The Last House on the Street(32)



“You don’t need to be quiet,” I said. “I’m awake. You can turn on the light.”

She flipped the switch and I blinked at the brightness. Peggy’s curly auburn hair glittered in the light. She dragged her suitcase onto the floor and ignored me as she rummaged in it for something.

“Today was really good, wasn’t it?” I asked.

She didn’t look up but I could feel her roll her eyes. “If you say so,” she said.

“I learned so much.”

She looked at me then. “They probably don’t teach you much in your little segregated schools in Podunk, North Carolina.”

I bristled. I was sick of tiptoeing around this girl. “First of all,” I said, “my high school was integrated.” Not by much, but it definitely had not been the lily-white school she was picturing. “And second of all, I got into the University of North Carolina, which was no easy feat, so I must have had a decent education. And third of all, can we please try to get along? Because that’s why we’re down here, right? To learn how to help people get along? And if you and I can’t even do that, there’s really no hope.”

Whoa, it felt good to get all that out, and for a moment she just stared at me.

“You’re probably right,” she said, “but it doesn’t matter. I’m leaving.”

“You’re … already?”

“David and I split up.” I thought she was crying, but she turned her head away from me so I wouldn’t see as she went back to digging in her suitcase. “And I was never so bored as I was this morning listening to those speeches. You sat through them all day? I couldn’t stand it. So I know I’m in the wrong place for me. I’m leaving in the morning.”

I was quiet for a moment, taking this in. “You were doing this because David was?” I asked.

“I thought I could get into it but it’s just not how I want to spend my summer.”

“Can I … can I help you with anything?” I asked.

“Just go back to sleep.”

I lay down and rolled onto my side facing the wall. I heard her open the door to the closet as sleep finally found me, and when I woke up early in the morning, she was gone.



* * *



Peggy was not the only student who left. Over breakfast, I heard whispers of at least two other students leaving. It was probably good they left now, before the hard work began. I was determined not to be one of them.

I was sitting across from a guy as I ate, and he smiled at me. “I love the food in the South,” he said, nodding to the biscuits and sausage gravy on his plate. My own plate held scrambled eggs and grits. My usual breakfast.

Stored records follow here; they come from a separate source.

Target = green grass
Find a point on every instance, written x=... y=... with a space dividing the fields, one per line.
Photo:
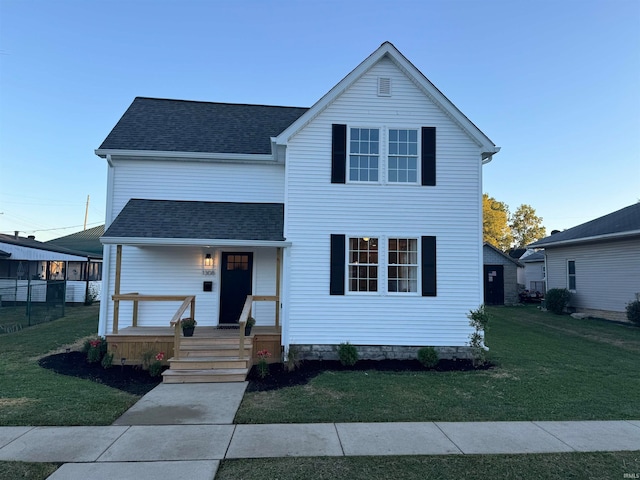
x=454 y=467
x=31 y=395
x=548 y=367
x=26 y=470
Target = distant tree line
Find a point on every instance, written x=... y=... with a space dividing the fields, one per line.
x=505 y=230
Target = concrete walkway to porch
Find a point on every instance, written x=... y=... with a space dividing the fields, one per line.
x=183 y=431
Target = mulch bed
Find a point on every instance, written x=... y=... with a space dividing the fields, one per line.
x=133 y=379
x=279 y=378
x=130 y=379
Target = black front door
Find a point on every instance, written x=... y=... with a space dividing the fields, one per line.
x=494 y=285
x=235 y=284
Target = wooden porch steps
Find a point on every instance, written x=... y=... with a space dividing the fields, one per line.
x=205 y=376
x=210 y=359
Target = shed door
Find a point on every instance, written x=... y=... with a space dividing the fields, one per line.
x=235 y=284
x=494 y=285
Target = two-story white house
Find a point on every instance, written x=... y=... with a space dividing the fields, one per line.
x=359 y=219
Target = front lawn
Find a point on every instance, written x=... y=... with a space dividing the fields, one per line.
x=547 y=367
x=32 y=395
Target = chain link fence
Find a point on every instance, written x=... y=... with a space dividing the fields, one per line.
x=24 y=303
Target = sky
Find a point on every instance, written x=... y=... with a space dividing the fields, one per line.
x=554 y=83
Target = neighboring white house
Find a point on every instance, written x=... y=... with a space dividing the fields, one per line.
x=30 y=267
x=370 y=200
x=534 y=272
x=598 y=261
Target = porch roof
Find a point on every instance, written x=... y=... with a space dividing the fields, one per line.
x=178 y=222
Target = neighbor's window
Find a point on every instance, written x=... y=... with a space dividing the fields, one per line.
x=403 y=265
x=56 y=271
x=364 y=152
x=77 y=271
x=571 y=274
x=403 y=156
x=363 y=264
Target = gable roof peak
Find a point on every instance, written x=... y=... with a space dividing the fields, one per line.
x=387 y=49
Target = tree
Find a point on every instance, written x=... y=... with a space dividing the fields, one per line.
x=526 y=226
x=495 y=223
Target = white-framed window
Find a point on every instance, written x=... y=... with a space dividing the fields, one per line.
x=364 y=154
x=571 y=275
x=363 y=264
x=402 y=268
x=403 y=156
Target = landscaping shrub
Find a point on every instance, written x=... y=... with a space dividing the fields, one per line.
x=478 y=319
x=293 y=359
x=348 y=354
x=633 y=310
x=428 y=357
x=557 y=299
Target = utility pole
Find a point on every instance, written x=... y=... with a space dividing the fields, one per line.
x=86 y=214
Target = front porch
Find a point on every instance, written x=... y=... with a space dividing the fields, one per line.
x=212 y=354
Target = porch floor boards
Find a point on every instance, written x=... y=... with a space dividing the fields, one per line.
x=210 y=355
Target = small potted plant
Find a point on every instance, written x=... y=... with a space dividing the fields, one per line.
x=188 y=326
x=248 y=326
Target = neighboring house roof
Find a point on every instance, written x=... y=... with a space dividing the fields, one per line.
x=31 y=243
x=153 y=124
x=86 y=241
x=170 y=219
x=619 y=224
x=513 y=260
x=388 y=50
x=534 y=257
x=517 y=252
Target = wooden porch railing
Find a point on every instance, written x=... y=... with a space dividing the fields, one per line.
x=188 y=301
x=246 y=313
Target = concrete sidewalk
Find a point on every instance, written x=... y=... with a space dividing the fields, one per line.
x=183 y=431
x=194 y=451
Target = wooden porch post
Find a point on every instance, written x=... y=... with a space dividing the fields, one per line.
x=134 y=323
x=116 y=290
x=278 y=267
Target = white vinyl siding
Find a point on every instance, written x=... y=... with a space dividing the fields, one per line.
x=315 y=209
x=607 y=273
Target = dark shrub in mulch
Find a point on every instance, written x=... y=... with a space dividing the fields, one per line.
x=130 y=379
x=278 y=377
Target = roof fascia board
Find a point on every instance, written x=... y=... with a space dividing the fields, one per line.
x=191 y=242
x=192 y=156
x=596 y=238
x=388 y=50
x=512 y=260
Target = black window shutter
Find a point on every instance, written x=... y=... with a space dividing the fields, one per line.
x=337 y=265
x=338 y=153
x=429 y=266
x=429 y=156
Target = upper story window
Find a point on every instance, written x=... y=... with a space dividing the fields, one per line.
x=403 y=265
x=364 y=153
x=363 y=264
x=403 y=156
x=571 y=275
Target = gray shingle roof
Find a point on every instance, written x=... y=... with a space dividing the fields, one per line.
x=199 y=220
x=621 y=221
x=187 y=126
x=534 y=257
x=87 y=240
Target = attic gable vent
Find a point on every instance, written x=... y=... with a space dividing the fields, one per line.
x=384 y=87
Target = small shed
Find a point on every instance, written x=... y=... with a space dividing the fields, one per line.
x=500 y=277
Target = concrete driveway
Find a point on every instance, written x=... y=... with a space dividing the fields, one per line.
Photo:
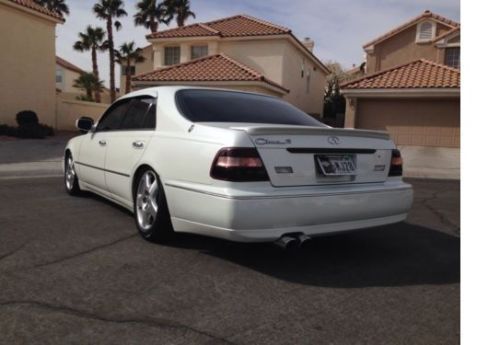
x=74 y=271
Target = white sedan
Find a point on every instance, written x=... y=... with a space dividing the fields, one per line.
x=235 y=165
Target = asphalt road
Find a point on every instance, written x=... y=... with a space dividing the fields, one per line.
x=74 y=271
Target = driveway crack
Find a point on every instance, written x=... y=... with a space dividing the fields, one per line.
x=85 y=252
x=148 y=322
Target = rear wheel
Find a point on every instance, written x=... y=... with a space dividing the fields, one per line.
x=70 y=178
x=151 y=212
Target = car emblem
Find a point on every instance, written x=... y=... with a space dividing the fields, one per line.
x=334 y=140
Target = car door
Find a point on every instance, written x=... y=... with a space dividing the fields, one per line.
x=91 y=159
x=126 y=146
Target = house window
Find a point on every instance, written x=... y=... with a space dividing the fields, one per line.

“Where are you from?” I asked.

“New Jersey, where I’d be eating pork roll and eggs and hash browns.” He grinned. He looked as though he wore a perpetual smile. “You’re from down here, obviously. With that accent.” He had a pretty significant accent of his own.

“You could tell from that one sentence?”

“Oh yeah,” he said. “South Carolina?” he guessed.

“North,” I said.

“Well, good for you.” He took a forkful of his biscuit. Chewed and swallowed. “They told us Southern students wouldn’t work out, though.”

“I’m beginning to wonder,” I said, thinking of my conversation with Hosea Williams.

“Maybe you can lose that accent.” He looked doubtful.

“Is it really that strong?”

“Wow. Yeah.”

“Wow. Yeah,” I repeated, trying to imitate him. “How was that?”

He seemed to find it uproariously funny. “What’s your name?” he asked, when he’d finished laughing.

“Eleanor. Ellie.”

“Well, Ellie,” he said. “You look like you’re up for a challenge. What’re you doing with SCOPE?”

“I want to help,” I said simply. “Same as everyone else.”

“Cool,” he said. “I’m John. Happy to meet you.”

“You too.”

“Actually, this is my third trip South this past year. And to be honest, I’ve gotten to really crave biscuits and gravy.”

I gave him a quizzical look. “Third?”

“I was in Mississippi last summer, doing civil rights work. And I was out here just a few months ago for the Selma march. The third march. The big one. The one where no one got killed,” he added soberly.

This guy didn’t just talk about doing the work, I thought. He actually did it. “It must have been … it must have felt so good, being in that Selma march. Knowing what it meant.”

“It did indeed,” he said.

“You’re courageous,” I said. “You didn’t know how that march would turn out. That you’d be safe.”

He smiled. “I’m committed,” he said.

“Are you a student?” He looked too old, but how else would he have time to be a civil rights worker?

“Seminary,” he said.

I nodded. I could picture him as a preacher.

We were quiet for a moment. I swallowed a mouthful of grits, looking around the cafeteria. “I think I’m the only Southern white person here,” I said finally to break the silence.